L’azione del colono – fotografare la troupe, bloccarla, avvicinarsi armato – costituisce una forma di intimidazione sistematica, che minaccia non solo la sicurezza dei giornalisti, ma anche il diritto del pubblico a essere informato su quanto accade nei territori contesi.

Lucia Goracci, nota per il suo approccio rigoroso e indipendente al giornalismo, ha spesso raccontato situazioni complesse da zone di guerra o territori in tensione. Questo episodio rafforza la necessità di meccanismi di tutela più stringenti per i cronisti sul campo, in particolare nei contesti dove la presenza militare e civile armata rende fragile ogni garanzia di sicurezza.

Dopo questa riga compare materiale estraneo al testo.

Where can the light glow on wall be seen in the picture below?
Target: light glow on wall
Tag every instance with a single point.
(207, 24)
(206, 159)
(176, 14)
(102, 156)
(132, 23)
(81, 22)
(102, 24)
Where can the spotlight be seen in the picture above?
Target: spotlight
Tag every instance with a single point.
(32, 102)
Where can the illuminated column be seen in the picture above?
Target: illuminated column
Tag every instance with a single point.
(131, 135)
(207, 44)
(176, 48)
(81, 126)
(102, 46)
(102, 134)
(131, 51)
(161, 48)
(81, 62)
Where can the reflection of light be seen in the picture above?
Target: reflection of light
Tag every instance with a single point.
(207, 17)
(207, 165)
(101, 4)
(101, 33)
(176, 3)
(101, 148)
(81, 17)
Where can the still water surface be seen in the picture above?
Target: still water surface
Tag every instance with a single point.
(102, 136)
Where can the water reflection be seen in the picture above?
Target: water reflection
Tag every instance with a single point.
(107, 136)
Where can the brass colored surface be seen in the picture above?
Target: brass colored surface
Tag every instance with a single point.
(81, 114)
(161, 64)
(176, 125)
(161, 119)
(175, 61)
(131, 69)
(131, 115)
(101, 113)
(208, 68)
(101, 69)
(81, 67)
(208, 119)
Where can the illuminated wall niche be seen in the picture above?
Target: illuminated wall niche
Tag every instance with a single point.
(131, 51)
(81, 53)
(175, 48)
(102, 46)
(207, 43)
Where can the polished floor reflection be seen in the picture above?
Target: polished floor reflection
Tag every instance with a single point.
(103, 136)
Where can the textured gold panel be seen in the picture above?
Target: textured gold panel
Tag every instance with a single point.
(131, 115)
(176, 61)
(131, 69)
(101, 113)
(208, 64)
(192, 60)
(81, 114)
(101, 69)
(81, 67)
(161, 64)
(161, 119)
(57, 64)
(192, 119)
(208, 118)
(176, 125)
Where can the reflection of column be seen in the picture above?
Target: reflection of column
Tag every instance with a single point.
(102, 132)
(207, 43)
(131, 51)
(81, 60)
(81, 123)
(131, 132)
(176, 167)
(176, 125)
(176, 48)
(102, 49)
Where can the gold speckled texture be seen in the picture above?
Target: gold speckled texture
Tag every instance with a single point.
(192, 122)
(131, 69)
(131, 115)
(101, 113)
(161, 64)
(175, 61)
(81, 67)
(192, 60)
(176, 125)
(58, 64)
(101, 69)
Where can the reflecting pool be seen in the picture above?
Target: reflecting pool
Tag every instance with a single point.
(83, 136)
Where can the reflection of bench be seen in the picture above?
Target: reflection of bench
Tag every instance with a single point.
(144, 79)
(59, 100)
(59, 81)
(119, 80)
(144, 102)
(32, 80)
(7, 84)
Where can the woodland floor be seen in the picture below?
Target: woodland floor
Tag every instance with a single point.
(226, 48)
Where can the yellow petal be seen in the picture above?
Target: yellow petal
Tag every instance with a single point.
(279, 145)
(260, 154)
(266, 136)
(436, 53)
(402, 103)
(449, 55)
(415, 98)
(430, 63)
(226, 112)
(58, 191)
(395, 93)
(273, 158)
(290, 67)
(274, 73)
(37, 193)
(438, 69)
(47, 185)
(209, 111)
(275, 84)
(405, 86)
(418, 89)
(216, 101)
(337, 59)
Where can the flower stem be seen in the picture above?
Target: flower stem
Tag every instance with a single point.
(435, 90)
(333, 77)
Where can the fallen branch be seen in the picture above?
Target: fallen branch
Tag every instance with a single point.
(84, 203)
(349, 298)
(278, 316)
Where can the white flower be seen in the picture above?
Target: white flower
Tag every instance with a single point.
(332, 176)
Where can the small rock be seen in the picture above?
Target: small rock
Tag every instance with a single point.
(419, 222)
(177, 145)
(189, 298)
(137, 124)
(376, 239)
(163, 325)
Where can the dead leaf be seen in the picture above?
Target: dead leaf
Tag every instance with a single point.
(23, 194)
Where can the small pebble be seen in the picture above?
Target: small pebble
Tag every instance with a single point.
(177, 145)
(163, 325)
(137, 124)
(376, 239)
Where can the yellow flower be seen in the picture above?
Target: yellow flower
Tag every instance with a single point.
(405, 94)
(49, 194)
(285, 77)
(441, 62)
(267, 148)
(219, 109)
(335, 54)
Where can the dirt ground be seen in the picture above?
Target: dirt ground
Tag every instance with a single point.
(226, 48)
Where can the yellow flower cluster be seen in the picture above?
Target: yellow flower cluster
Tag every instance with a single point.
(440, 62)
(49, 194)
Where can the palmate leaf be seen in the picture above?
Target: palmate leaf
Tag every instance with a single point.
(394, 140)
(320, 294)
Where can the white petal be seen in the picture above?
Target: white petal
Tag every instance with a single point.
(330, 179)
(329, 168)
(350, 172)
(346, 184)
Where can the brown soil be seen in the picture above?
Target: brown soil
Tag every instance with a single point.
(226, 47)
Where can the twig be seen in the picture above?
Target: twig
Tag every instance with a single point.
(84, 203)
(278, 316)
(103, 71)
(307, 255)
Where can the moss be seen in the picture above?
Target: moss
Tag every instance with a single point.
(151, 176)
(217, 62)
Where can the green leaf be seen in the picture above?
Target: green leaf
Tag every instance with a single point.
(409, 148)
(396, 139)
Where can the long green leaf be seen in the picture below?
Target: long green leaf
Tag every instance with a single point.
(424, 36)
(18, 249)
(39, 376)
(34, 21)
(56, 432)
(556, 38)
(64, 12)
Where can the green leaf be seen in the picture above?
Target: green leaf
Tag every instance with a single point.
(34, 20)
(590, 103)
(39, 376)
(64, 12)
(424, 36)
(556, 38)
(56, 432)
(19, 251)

Una cronaca che non si può fermare

La violenza e l’intimidazione non hanno impedito a Goracci e al suo operatore di proseguire il lavoro di documentazione. La diretta è andata comunque in onda, e il servizio ha raccontato la storia di Awdah Athaleen e l’ambiente in cui si è consumata la sua morte. Una testimonianza importante, nonostante il tentativo di silenziarla con la minaccia.

Questo episodio evidenzia, ancora una volta, l’importanza del giornalismo sul campo, capace di portare alla luce le dinamiche di potere e di violenza spesso ignorate o nascoste. In Cisgiordania, come altrove, il diritto a raccontare resta essenziale, anche quando farlo comporta rischi concreti.